Rusya’dan 3 yıl evvel geldiği Antalya’da ömrünü sürdüren geri dönüşüm sanatkarı Hoş Amirova, plastik poşetten heykel yapan birinci sanatçı olduğunu söyledi. Dünyanın farklı kentlerinde düzenlenen ekofestivallerde heykellerinin sergilendiğini anlatan Amirova, son olarak ekmek poşetlerinin ağzını kapatmak için kullanılan metal klipslerden bayan figürü yaptı. Bayanın yüzünü ve saçlarını klipsleri iç içe geçirerek ortaya çıkardığını anlatan Amirova, saçlardaki çiçeklerin plastik şişe altlarından ortaya çıkartıldığını söyledi.
500 BİN EKMEK KLİPSİNDEN BAYAN YÜZÜ YAPTI
Kadın yüzü heykelini yapmak için 500 binin üzerinde klips topladığını vurgulayan Amirova, ‘Tüm arkadaşlarım bu heykel için bana yardımcı oldu diyebilirim. Hazırlık kademesi aylarca sürdü. Farklı renklerde klipsleri bir ortaya getirmem gerekiyordu. Bu klipsler hazır alınan klipsler değil. Büsbütün kullanılmış ekmek poşetlerinden çıkan klipsler. Üzerlerinde son tüketim tarihine kadar yazıyor. Tek tek toplanıp biriktirildiler. Klipslerden oluşan bayan yüzünün ortaya çıkması için farklı renkte klipsler gerekiyordu. Heykelim tamamlandı. Saçlarını ve saç tokalarını ise plastik şişelerin tabanından yaptım” dedi. Geri dönüşüm sanatına hayatını adadığını anlatan Amirova, “100’ün üzerinde heykelim var. Heykellerde yapıştırıcı kullanmıyorum, doğal yolla yapıyorum. Örneğin; plastik pet şişelerden yaptığım bir bayan figürünü oluşturmak için şişeleri eriterek birbirine yapıştırıyorum.
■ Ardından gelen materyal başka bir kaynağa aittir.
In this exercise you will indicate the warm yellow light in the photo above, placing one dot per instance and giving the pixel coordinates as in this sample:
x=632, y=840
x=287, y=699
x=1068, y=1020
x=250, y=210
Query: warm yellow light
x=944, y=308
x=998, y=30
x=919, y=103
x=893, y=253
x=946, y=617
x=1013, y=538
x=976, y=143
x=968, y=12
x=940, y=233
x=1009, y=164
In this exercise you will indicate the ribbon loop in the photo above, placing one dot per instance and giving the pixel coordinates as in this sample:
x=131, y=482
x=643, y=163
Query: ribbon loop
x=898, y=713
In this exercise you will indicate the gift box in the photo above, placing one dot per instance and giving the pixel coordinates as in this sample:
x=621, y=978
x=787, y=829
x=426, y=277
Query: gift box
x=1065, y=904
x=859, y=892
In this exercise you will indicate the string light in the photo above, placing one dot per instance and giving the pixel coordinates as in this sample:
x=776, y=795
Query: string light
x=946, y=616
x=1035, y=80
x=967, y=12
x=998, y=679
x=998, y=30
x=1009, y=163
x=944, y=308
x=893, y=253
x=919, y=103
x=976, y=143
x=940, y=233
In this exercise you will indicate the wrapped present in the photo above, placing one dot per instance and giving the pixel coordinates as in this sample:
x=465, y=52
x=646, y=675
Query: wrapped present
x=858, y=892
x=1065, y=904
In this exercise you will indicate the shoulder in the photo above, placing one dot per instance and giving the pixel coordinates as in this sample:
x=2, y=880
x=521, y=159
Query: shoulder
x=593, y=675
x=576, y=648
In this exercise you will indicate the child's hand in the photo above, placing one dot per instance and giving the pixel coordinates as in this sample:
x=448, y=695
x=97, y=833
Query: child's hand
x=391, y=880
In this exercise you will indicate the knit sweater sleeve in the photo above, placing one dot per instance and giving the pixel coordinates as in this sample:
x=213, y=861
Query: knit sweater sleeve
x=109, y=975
Figürün üzerindeki elbise ve aksesuarları da poşetlerden yaparak farkındalık yaratmaya çalışıyorum” diye konuştu.
YAPIŞTIRICI, ÇİVİ, ZIMBA KULLANMIYOR
Geri dönüşüm heykellerini yaparken dikkat ettiği en değerli detayın ise yapıştırıcı, çivi, zımba üzere dış malzemeler kullanmaması olduğunu kaydeden Amirova, ‘Bir geri dönüşüm sanatkarı olarak etrafa ziyan veren gereçleri sanat ile birleştirip değerlendirmeye çaba ediyorum. Benim sanatımda ekolojiye, etrafa dikkat çekerek ziyanlı çöplerden bir biçimde yararlanma yolu var. Bu nedenle çöpü kendiyle bütünleştirerek sanata çeviriyorum. Yapıştırıcı yok, çivi yok, zımba yok” dedi.